1. Calculate the z-score:
The z-score formula is:
z = (x - μ) / σ
where x is the value we are interested in (1950 kilowatt-hours), μ is the mean (1650 kilowatt-hours), and σ is the standard deviation (320 kilowatt-hours).
z = (1950 - 1650) / 320
z = 300 / 320
z = 0.9375
2. Find the corresponding cumulative probability:
We need to find the area under the normal curve to the left of the z-score. We can use a table or use a calculator to find this probability. Let's use a calculator.

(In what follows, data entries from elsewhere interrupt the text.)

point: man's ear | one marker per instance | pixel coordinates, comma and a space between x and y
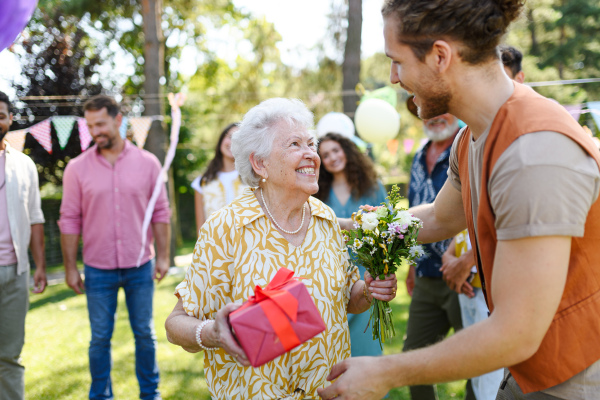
258, 165
440, 56
520, 77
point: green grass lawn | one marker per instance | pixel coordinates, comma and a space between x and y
56, 362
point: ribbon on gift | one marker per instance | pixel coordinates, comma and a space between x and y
279, 306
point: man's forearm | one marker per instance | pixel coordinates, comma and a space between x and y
162, 240
69, 245
37, 246
481, 348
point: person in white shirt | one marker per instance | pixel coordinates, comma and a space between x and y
220, 184
21, 226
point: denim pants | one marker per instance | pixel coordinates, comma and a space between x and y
14, 302
102, 287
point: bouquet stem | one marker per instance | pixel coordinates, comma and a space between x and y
381, 321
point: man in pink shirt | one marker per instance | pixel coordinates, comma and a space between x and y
105, 194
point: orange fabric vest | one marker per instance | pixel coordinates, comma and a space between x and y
572, 342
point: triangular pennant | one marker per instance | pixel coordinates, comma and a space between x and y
63, 126
41, 133
16, 139
123, 128
408, 145
84, 134
140, 126
594, 107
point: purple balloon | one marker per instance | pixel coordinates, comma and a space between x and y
14, 16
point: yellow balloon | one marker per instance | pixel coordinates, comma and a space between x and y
376, 121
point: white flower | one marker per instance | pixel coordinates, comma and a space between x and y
381, 212
403, 218
369, 221
416, 251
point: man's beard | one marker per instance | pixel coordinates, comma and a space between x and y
441, 135
436, 99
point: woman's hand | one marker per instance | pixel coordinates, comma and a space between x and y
219, 335
384, 290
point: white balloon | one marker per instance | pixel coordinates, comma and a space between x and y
377, 121
335, 122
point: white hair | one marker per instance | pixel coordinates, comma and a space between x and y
258, 130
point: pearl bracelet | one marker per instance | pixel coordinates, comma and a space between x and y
199, 335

Using a calculator or software, we can find that the cumulative probability for a z-score of 0.9375 is approximately 0.8264.
So, the probability that the monthly electricity consumption during winter by a randomly selected household from this area is less than 1950 kilowatt-hours is approximately 0.8264.

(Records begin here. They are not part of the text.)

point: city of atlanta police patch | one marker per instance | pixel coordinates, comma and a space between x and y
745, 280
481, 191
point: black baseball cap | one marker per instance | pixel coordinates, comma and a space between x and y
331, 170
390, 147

b) To find the percentage of households with a monthly electricity consumption of 900 to 1300 kilowatt-hours, we need to find the z-scores for both values, calculate the cumulative probabilities, and then subtract the smaller cumulative probability from the larger cumulative probability.
1. Calculate the z-scores:
For 900 kilowatt-hours:
z1 = (900 - 1650) / 320
z1 = -3.28125
For 1300 kilowatt-hours:
z2 = (1300 - 1650) / 320
z2 = -1.09375
2. Find the corresponding cumulative probabilities:
Using a calculator or software, we can find that the cumulative probability for a z-score of -3.28125 is approximately 0.0006, and the cumulative probability for a z-score of -1.09375 is approximately 0.1368.
3. Subtract the smaller cumulative probability from the larger cumulative probability:
Percentage = (0.1368 - 0.0006) * 100
Percentage = 0.1362 * 100
Percentage = 13.62
So, approximately 13.62% of the households in this area have a monthly electricity consumption of 900 to 1300 kilowatt-hours.